Olanlara çok üzüldüklerini, fragmanda bile ismimin yazmamasının açıkça hak ihlali olduğunu, sırf bu yüzden filme yapılacak ödeneğin kalan son taksitinin kesilebileceğini dile getirdiler. Hayli de ciddi bir miktar.

Sen ne söyledin?

Ben de olanların yapımcı ile benim aramda olduğunu, bu olanlar yüzünden filme yapılan ödeneğin kesilip de filmin zarar görmesini istemediğimi söyledim. O paralar filmin emekçilerine de gidecek sonuçta. Egodan gözü dönmüş bir yapımcı her şeyi berbat ediyor diye onlar niçin zarar görsün ki.

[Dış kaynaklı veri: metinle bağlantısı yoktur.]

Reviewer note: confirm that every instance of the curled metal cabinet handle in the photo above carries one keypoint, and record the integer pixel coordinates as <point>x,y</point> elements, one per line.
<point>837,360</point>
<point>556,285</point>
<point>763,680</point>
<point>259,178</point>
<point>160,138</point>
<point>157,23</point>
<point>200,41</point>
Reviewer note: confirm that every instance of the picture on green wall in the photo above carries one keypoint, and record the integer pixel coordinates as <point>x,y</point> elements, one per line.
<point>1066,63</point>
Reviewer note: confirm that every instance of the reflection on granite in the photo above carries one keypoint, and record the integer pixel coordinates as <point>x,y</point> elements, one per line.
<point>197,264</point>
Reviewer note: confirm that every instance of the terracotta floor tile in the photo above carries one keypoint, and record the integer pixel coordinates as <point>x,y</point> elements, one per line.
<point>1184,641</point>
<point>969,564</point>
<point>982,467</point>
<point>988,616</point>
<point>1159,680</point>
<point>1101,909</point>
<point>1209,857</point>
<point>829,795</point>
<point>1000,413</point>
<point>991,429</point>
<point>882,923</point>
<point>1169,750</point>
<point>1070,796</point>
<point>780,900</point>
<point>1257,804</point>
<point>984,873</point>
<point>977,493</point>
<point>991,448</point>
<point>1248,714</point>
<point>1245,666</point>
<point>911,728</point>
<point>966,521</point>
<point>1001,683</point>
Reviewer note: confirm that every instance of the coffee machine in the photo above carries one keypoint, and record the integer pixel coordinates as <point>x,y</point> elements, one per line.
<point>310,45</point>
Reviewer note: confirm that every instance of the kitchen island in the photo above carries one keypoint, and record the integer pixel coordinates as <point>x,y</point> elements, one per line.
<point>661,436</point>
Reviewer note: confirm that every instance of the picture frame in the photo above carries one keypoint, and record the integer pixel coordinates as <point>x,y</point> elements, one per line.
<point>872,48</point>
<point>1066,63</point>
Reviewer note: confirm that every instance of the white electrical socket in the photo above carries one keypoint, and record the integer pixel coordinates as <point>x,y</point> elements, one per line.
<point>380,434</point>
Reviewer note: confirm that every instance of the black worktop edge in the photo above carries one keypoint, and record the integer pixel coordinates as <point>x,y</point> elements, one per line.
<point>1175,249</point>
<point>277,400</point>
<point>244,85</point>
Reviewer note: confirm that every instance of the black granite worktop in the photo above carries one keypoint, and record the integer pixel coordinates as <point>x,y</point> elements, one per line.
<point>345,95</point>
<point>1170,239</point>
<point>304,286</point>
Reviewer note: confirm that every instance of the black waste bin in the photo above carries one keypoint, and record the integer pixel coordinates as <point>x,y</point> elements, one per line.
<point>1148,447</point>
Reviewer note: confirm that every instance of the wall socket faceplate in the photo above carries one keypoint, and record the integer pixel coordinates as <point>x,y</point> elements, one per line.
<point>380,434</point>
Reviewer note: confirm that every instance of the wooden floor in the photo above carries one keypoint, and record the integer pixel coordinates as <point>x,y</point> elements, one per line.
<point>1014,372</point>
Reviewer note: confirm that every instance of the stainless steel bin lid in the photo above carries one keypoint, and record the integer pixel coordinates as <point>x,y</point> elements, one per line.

Yapımcı, o bizi Oscar’a yollamayın diye şikâyet ettiğini ve engellemelerinin sebebini de buna bağlıyor ama...

Doğruyu söylemiyor. Dediğim gibi bizim bakanlık ile görüşmemiz 1 ay kadar önce, yapımcı ise beni sosyal medya hesaplarımdan 9 ay önce engelledi.

Her ne yaşanmış olursa olsun filmin eser sahiplerinden birine bunları yapmak yasalara aykırı değil mi? Konu hukuka intikal edecek mi?

Elbette edecek. Ama filmin vizyona girip gündemden düşmesini bekliyoruz. Hem böylesi etik olarak daha doğru, hem de davanın konusu yapımcının film süreci boyunca yaptığı hak ihlalleri olduğu için yapımcı hareket alanını tamamlasın, dosyada eksik konu kalmasın istiyoruz.

Kırgın olduğun isimler var mı ekipten? Ortada haksızlık var ama ekipten ses yok.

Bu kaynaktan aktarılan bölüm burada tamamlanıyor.